Over the next few years, intimacy in my relationship dwindled down to next to nothing. It was rare that we ever even got to the beach to enjoy it. Guests consistently took a higher priority for him as compared to the love we had once shared so deeply together. I felt plastic and fake on some level every day I stepped out of my room and into the hallways of that B&B where I had to place a smile on my face and pretend everything was a-OK. When my mother died, I left for awhile to handle those affairs and upon returning, I received next to no compassion or support for the grieving that I was still going through. After four more years of going through this hell, that relationship ended and I moved up North to the Boston area.
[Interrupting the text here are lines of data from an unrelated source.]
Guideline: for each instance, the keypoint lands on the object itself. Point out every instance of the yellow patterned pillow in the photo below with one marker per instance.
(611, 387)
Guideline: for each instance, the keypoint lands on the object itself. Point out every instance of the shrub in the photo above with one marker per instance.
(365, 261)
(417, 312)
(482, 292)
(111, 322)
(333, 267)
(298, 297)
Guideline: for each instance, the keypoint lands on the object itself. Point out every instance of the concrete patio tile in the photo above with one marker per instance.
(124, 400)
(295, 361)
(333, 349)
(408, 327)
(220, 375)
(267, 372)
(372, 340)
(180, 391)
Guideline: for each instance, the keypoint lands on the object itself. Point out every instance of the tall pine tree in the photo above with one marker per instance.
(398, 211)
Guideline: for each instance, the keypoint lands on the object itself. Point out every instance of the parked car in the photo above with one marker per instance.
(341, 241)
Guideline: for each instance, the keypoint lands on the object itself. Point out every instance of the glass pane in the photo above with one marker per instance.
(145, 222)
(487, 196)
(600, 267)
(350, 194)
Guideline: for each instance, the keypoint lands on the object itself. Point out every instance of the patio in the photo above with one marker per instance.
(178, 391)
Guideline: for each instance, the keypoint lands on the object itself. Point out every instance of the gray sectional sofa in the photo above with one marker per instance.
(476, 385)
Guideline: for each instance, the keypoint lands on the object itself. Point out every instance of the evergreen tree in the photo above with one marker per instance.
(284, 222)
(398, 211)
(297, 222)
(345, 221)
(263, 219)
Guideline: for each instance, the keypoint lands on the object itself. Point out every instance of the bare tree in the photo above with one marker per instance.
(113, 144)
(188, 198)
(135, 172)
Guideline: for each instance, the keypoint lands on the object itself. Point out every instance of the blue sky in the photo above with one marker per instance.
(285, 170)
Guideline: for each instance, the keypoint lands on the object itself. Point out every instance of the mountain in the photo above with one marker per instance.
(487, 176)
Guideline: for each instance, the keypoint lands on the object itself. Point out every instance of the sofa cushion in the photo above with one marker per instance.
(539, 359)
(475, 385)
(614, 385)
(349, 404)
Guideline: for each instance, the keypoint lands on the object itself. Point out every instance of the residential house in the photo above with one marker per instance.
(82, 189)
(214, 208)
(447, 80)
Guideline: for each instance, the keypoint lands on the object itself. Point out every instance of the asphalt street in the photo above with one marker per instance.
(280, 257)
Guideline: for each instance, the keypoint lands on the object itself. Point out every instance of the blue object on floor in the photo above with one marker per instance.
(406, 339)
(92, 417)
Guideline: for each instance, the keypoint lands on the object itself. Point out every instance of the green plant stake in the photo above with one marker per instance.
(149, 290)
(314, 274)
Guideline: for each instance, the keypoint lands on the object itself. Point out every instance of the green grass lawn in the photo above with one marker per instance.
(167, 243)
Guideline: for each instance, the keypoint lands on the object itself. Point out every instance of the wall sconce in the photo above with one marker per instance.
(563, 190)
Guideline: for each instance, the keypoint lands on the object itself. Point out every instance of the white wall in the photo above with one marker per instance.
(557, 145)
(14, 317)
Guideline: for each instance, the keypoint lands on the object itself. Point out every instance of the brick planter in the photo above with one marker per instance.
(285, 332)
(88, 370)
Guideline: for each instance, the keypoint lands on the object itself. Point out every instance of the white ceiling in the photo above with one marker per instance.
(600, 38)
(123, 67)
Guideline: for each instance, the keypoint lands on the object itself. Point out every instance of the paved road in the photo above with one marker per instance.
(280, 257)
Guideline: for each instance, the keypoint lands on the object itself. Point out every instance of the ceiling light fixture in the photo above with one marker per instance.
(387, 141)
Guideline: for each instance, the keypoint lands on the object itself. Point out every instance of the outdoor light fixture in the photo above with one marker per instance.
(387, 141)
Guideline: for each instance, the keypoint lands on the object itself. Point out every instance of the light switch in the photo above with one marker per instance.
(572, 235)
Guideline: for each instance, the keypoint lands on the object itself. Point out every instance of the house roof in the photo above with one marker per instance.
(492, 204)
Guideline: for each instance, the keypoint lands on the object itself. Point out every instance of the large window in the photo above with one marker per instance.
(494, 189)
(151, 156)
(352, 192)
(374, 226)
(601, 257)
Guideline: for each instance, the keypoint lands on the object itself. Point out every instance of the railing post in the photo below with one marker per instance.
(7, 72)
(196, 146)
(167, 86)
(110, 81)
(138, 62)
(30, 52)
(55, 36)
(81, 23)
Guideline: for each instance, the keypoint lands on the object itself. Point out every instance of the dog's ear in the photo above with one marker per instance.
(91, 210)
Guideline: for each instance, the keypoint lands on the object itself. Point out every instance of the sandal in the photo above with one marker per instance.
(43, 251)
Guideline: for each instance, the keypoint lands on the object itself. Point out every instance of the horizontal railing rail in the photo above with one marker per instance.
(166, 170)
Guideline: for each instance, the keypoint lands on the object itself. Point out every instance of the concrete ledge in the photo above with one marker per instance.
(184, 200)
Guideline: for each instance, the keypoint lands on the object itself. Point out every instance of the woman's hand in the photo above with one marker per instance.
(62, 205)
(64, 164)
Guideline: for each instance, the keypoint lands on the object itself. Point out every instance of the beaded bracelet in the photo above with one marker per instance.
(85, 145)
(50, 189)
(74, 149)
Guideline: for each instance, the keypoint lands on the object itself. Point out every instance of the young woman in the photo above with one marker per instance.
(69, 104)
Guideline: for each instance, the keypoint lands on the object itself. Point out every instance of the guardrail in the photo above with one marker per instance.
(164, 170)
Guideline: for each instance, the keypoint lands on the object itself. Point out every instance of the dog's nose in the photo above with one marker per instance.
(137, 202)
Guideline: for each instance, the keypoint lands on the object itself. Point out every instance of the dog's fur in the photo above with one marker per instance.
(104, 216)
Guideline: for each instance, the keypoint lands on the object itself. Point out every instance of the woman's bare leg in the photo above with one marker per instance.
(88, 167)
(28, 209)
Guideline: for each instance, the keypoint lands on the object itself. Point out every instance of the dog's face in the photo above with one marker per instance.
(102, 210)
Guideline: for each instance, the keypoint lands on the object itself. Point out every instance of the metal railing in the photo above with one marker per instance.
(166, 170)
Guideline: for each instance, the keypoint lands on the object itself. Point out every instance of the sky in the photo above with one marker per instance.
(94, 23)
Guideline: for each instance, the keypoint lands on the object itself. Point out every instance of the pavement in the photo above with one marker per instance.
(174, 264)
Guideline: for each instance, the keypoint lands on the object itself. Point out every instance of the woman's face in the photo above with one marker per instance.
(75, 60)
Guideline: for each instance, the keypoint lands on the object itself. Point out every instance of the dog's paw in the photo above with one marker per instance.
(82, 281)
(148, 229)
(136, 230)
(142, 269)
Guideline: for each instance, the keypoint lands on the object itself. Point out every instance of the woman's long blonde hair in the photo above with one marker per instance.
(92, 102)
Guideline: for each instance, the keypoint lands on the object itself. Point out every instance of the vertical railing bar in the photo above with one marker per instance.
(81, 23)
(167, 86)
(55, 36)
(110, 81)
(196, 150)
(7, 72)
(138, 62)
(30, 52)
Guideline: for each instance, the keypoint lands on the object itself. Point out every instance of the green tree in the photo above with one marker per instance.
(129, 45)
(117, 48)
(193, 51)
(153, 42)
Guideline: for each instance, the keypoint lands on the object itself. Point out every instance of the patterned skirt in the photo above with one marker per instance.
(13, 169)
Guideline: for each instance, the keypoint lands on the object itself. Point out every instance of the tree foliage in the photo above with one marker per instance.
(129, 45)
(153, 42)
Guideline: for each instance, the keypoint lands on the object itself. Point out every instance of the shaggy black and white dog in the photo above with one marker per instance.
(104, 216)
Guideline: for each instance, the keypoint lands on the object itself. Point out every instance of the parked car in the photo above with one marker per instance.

Three years later, the B&B went under and was sold off as a short sale with me walking away with only the shirt left on my back.
It took me a long time to heal from what had happened. I had so much anger and resentments for years surrounding it. Through a deeper relationship with God, I received that healing. Through that healing, I found love, forgiveness, and peace for that B&B, that ex-partner, and even myself for not listening to my intuition when it had clearly stated to stay away from that career path. I sat down with that ex-partner not too long after and made my amends with him for the things I did which had caused some of the chaos we had gone through. Sadly, he chose to remain resentful and has continued to this day to blame me solely for its demise. I’m not angry anymore about any of it and I’m extremely grateful to God because of that. But the biggest thing I have gratitude to God with over this experience is the lesson I learned from it. I encourage everyone today to know that following someone else’s dream can have disastrous results if its not truly their own. The good thing for me today though is that I actually have my own dreams now. Some of them are even coming true as I write this, and thankfully, none of them have anything to do with anyone else’s.